Réponses alarmantes :

  1. Je ne sais pas ce que sont les spécificateurs d'accès.

3. Comment fonctionne l'opérateur ternaire en Python ? Peut-on assigner une valeur à une variable à l'intérieur d'un opérateur ternaire ?

Réponse :

L'ordre des arguments dans l'opérateur ternaire de Python est différent de celui de la plupart des langages, où l'on écrit d'abord la condition, puis les deux expressions. En Python, il faut l'écrire : A si condition sinon B.

L'exécution est court-circuitée de telle sorte que seul A est évalué si la condition est vraie, et seul B est exécuté, au cas où elle serait fausse.

Pour la deuxième partie : Non, les affectations ou les déclarations (par exemple : pass) ne peuvent pas être utilisées au sein d'un opérateur ternaire.

Réponses alarmantes :

  1. "Oui" à la deuxième partie de la question.

4. Pouvez-vous expliquer comment une exception peut être attrapée dans un programme Python ?

Réponse :

En entourant votre code entre les mots-clés try et except . Vous pouvez soit utiliser les exceptions intégrées de Python, soit définir une nouvelle classe d'exception.

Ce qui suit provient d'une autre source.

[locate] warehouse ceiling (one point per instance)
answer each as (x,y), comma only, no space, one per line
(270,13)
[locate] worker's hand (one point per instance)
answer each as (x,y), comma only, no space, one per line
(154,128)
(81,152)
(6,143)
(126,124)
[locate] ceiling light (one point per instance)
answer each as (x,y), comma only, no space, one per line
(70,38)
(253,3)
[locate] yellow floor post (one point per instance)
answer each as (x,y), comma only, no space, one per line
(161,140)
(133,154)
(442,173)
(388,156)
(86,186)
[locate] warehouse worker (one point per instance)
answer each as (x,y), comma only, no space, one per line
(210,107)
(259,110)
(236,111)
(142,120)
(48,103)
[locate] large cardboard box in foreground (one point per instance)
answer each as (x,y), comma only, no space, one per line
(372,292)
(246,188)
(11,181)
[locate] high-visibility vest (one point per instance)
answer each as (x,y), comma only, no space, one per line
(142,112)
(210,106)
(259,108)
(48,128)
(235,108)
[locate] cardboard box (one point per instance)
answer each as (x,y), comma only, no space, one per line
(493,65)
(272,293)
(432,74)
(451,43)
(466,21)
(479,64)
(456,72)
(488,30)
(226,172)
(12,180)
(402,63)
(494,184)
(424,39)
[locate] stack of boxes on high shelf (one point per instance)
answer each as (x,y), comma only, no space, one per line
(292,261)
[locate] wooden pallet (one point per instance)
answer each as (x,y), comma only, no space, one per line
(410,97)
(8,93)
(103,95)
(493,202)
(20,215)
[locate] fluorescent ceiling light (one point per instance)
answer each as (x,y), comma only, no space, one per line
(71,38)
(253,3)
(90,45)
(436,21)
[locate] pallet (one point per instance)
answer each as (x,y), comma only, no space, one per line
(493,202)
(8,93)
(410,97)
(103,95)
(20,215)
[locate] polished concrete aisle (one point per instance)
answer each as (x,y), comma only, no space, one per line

Vous pouvez également soulever une exception dans un cas spécifique en utilisant le mot-clé raise .

Réponses alarmantes :

  1. Aucune mention de l'essai et sauf des mots-clés.

5. Comment testeriez-vous un code Python ?

Réponse :

Python a quelques modules sympas pour écrire des tests comme unittest et Doctest qui sont fournis avec la bibliothèque standard de Python. Vous pouvez également utiliser des outils tels que py.test, Hypothesis, mock, tox et Unittest2.

Réponses alarmantes :

  1. N'est pas capable de mentionner au moins 2 ou 3 noms parmi ceux mentionnés ci-dessus.

6. Que sont les blocs Python et comment les définir ?

Réponse :

Le code source Python est organisé en définissant des blocs par indentation. Les blocs peuvent contenir des blocs et peuvent eux-mêmes faire partie de blocs plus importants.

Réponses alarmantes :

  1. Pas d'insistance sur la signification de l'indentation.

7. Si vous devez choisir entre une liste, un ensemble et un dictionnaire pour stocker 10 millions d'entiers, qu'allez-vous utiliser ? N'oubliez pas que vous souhaiterez plus tard interroger la fréquence d'un nombre dans l'ensemble de données.  

Réponse :

Comme nous devons tenir compte des occurrences multiples d'un nombre, nous ne pouvons pas choisir un ensemble, car il ne stocke pas les doublons par conception.

Pour trouver la fréquence d'un numéro dans une liste, vous devrez l'itérer complètement, ce qui rendra la recherche O(n) complexe et inefficace.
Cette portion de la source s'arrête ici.